Ditemani dengan Narwan selaku Manager Response-Recovery DMC Dompet Dhuafa dan dr. Sjarif Darmawan, Sp.B yang merupakan seorang dokter spesialis bedah RS. Rumah Sehat Terpadu Dompet Dhuafa.
“Proses evakuasi korban gempa Turki siang ini ditemukan 5 korban meninggal dunia. Lokasinya di Çekmece, Distrik Antakya, Provinsi Hatay, Turki,” terang Narwan selaku Manager Response-Recovery DMC Dompet Dhuafa,dari lokasi, seperti dilansir dompetdhuafa.org.
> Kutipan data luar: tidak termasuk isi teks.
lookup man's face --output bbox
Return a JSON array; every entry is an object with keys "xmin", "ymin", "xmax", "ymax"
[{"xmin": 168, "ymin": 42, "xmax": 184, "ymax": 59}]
“Kita menyusuri lokasi-lokasi terdampak bencana. Namun kendala terbesar yakni cuaca yang dingin,” sambung Narwan.
Dengan menggunakan alat pelindung diri (APD) lengkap juga menggunakan jaket dan penghangat tubuh, mereka memantau dan menyisir tempat terdampak.
Korban tewas akibat gempa bumi melewati 37.000 jiwa. Sebanyak 31.643 jiwa meninggal di Turki, sementara lebih dari 5.800 jiwa tewas di Suriah.
“Dompet Dhuafa akan turut bantu dalam aksi SAR-Evakuasi dan distribusi logistik,” lanjut Narwan.
“Saat ini, Indonesia dipercaya memimpin SAR International gabungan di sini, itu bergantian selama tujuh hari. Ya, evakuasi akan terus dilakukan, hingga kemarin pun masih ditemukan korban selamat, salah satunya ada ibu hamil,” sebutnya.